If you’re anything like me, a lot of forethought goes into any decision involving your hard-earned money, especially when it concerns such major purchases as a new automobile.
Long before I reach the stage where I’m ready to put down some cold, hard cash, I’ve already explored every avenue of research — scouring the internet for reviews, comparisons and consumer opinions. But arming yourself with facts and figures is only part of the process. Since buying a car also requires some emotional investment — let’s face it, we spend an awful lot of time behind the wheel and many of us consider our vehicles an extension of our lifestyle — there are some important features that just can’t be decided on paper.
That’s the beauty of an auto show; consider it the hands-on portion of your decision-making process. The Canadian International Auto Show features over 600,000 square feet of new and exotic cars on the showroom floor.
Aside from getting a sneak peak of brand new models before they’re available to the public, the auto show is a great opportunity to get up close and personal with some of the cars on your shopping list.
First off, be sure to wear comfortable shoes. There’s a lot of ground to cover between the various displays and you don’t want your feet to wear out long before your enthusiasm does.
Secondly, arm yourself with a show-floor map so you’ll know where the location of all the automakers you plan to visit, and maybe even a few you hadn’t yet considered. This can save you a lot of backtracking as the convention centre is quite large and encompasses several buildings.
Plan on taking a small notebook, or use your smartphone’s digital voice recorder to take notes. Trust me, after a day of looking at one vehicle after another, they tend to blur together and you may forget which features belonged to which car.
If possible, plan to attend during the week, or a couple of days into the show. Opening weekend at the auto show attracts enormous crowds — and elbowing hordes of people out of the way just to get a glimpse of the car you’re interested in really isn’t conducive to your research.
Once the crowds have died down, you’ll have easier access to the vehicles, without being jostled aside, or waiting endlessly for other people to get out of the car. Arrive early, and it’s possible you’ll have uninterrupted time alone with the car to make a thoughtful assessment.
The great thing about the AutoShow is being able to poke, prod, stretch, inhale and evaluate every aspect of a potential purchase without being dogged by annoying sales people.
Remember that cute little hatchback that looked so good on paper, and certainly fit well within your budget? Climbing into it, you realize that the seat bottoms are too short to be supportive, the centre console is a confusing mish mash of buttons and the rear seats don’t fold flat enough for the cargo space to be really useful.

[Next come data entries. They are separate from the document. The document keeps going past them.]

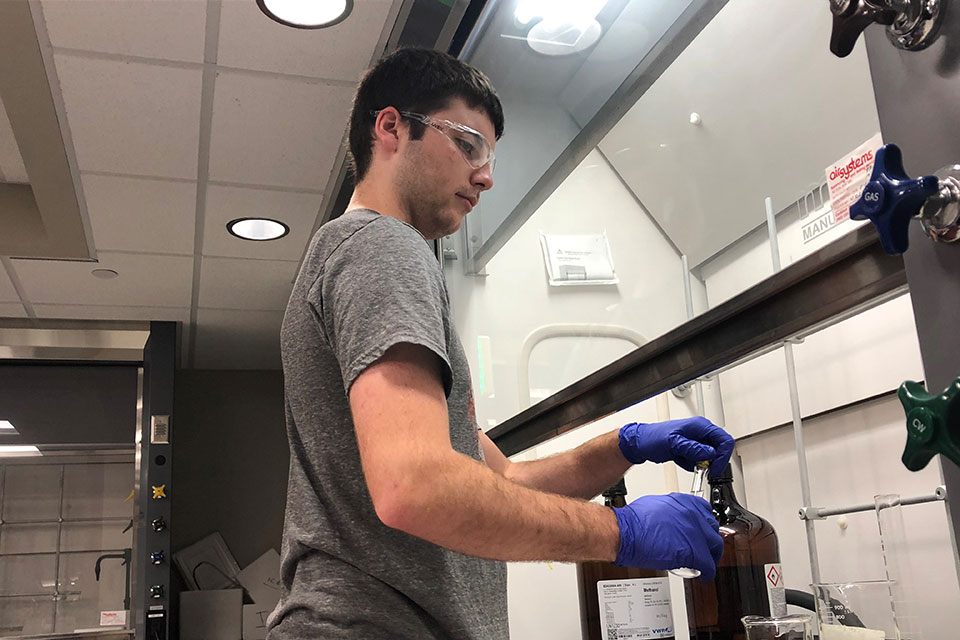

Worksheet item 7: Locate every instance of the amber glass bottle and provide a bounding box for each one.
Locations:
[686,467,787,640]
[577,480,674,640]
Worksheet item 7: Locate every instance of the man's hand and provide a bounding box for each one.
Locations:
[613,493,723,580]
[620,417,734,477]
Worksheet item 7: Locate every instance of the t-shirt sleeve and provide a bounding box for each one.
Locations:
[308,219,453,396]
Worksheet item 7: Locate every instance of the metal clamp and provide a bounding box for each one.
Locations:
[797,485,947,520]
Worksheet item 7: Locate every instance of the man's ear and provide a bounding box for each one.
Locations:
[373,107,404,153]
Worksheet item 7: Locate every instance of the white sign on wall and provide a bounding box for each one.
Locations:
[540,231,619,287]
[802,133,883,244]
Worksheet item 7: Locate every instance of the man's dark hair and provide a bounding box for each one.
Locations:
[350,49,503,182]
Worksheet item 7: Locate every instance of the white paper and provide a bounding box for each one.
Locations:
[100,611,127,627]
[597,578,674,640]
[243,604,273,640]
[801,133,883,244]
[540,231,619,287]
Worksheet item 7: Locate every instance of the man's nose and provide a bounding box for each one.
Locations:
[471,162,493,191]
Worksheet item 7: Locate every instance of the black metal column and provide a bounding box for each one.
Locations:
[133,322,177,640]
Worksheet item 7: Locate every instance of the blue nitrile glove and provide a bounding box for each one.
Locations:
[613,493,723,580]
[620,416,734,477]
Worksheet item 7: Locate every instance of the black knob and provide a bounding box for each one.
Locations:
[830,0,897,58]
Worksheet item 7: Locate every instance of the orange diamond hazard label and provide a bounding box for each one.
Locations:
[767,565,783,587]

Or that sedan that may have appeared rather nondescript in pictures, although it boasted a long list of safety features and a nice warranty. Seeing it “in the flesh” you realize the styling, while understated, is actually quite attractive. The seats are firm with just the right amount of support, and your feet move easily between the pedals. Your hands reach instinctively for the control buttons, and you can’t get over the well-crafted appearance of the cabin.
It’s important to check rear seating as well. Is there sufficient leg and headroom? How easily do the seats fold down and back again. If you’ve got an active, outdoor lifestyle, will rear seat backs that are upholstery-covered stand up to having your camping gear or mountain bike stowed up against them, or should they be clad in rugged vinyl?
How big is the trunk opening? Will your hatch do double-duty as a small hauler, ferrying loads of mulch and flats of annuals from Home Depot to your garden? How about interior storage space like cupholders, cubbies and handy spots to place your keys, purse or sunglasses?
The auto reps staffing the exhibits aren’t salespeople, but trained experts who can answer any questions you might have about the vehicles. Don’t be afraid to ask. They can walk you through any confusing technology, and many of the booths feature interactive iPads or computers to help you configure options or colour packages. Ask for a brochure and price list if available.
At the end of the day, you’ll have much clearer picture of the car that will fit into your everyday life. Use your notes and the information gathered to compare all your potential purchases.
All that remains is to book a test drive.